CHAINSAWNUKAH 2019 CHECKLIST!
For
Richer or Horror
TAGLINE
|
They’re Out… For Blood! Don’t Let Them Find You… ALONE
IN THE DARK.
|
TITLE ACCURACY
|
Inaccurate, even after the power goes out, no one is
ever alone in the dark.
|
LITERARY ADAPTATION?
|
No
|
SEQUEL?
|
None
|
REMAKE?
|
None.
|
COUNTRY OF ORIGIN
|
USA
|
HORROR SUB-GENRE
|
Slasher, siege-movie, home invasion thriller
|
SLUMMING A-LISTER?
|
Jack Palance, Martin Landau.
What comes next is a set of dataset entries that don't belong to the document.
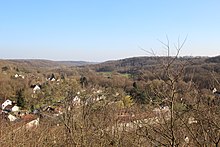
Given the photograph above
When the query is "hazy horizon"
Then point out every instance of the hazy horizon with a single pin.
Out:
(98, 31)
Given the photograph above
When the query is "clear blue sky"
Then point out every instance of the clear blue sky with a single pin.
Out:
(100, 30)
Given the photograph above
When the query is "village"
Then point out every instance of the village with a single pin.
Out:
(72, 103)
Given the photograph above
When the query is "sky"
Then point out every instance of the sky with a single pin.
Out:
(101, 30)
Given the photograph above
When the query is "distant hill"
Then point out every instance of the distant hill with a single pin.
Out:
(137, 63)
(40, 63)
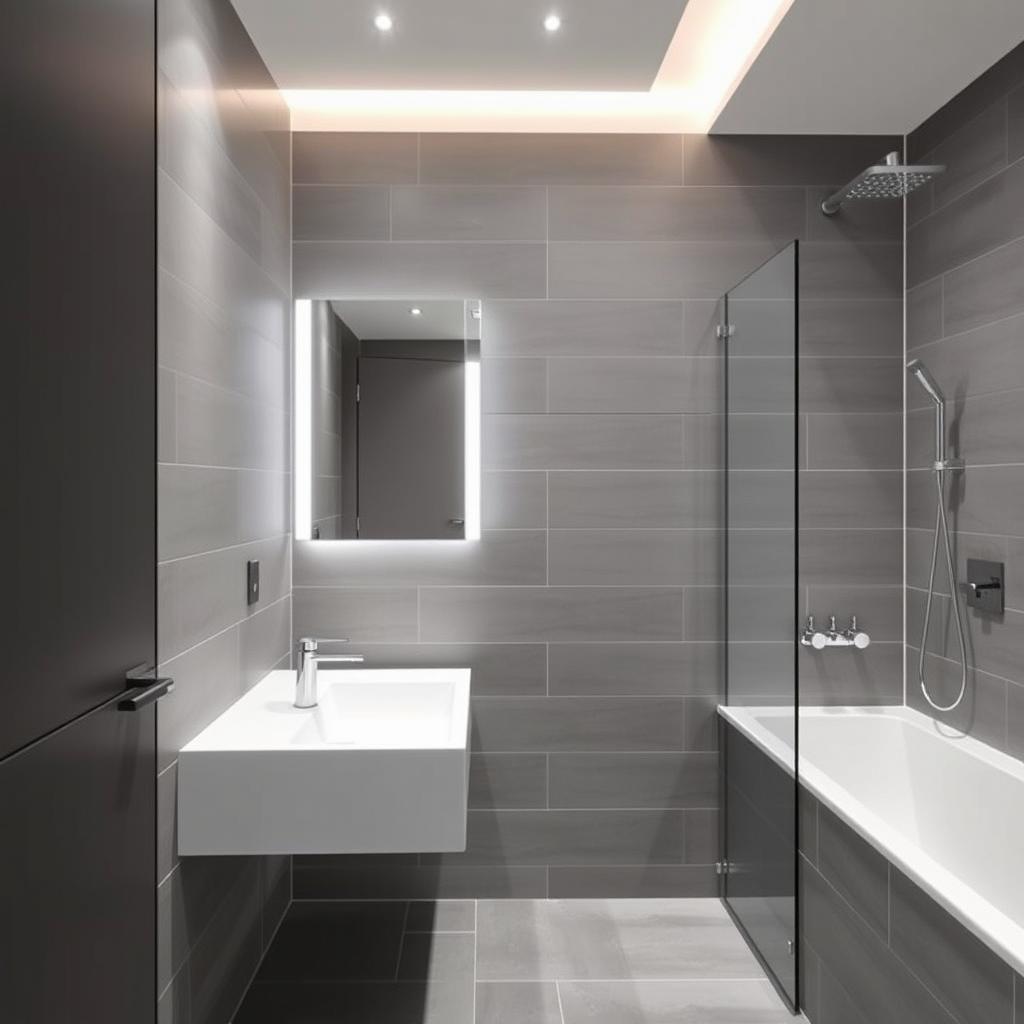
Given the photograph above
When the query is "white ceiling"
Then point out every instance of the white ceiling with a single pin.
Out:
(441, 320)
(462, 44)
(868, 67)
Shultz would go on to a leading
role in The A-Team the following year.
|
BELOVED HORROR ICON?
|
Martin Landau, Lin Shaye
|
NUDITY?
|
Yes
|
SEXUAL ASSAULT?
|
Two teens get murdered while having sex, and there is
the lingering threat of “child molester” Elster, but nothing comes of it.
|
WHEN ANIMALS ATTACK!
|
None
|
GHOST/ ZOMBIE / HAUNTED BUILDING?
|
None
|
POSSESSION?
|
No
|
CREEPY DOLLS?
|
No
|
EVIL CULT?
|
No
|
MADNESS?
|
Yes
|
TRANSMOGRIFICATION?
|
None
|
VOYEURISM?
|
The psychos stalk their victims for several days,
though not much is made of this..
|
MORAL OF THE STORY
|
We should all be more accepting and empathetic of
people with mental illness but at the same time you should probably never keep
a gang of homicidal psychopaths in a locked room which will automatically
open in the event of a power outage. But JURASSIC PARK hadn’t come out yet so
there was no way they could have known that.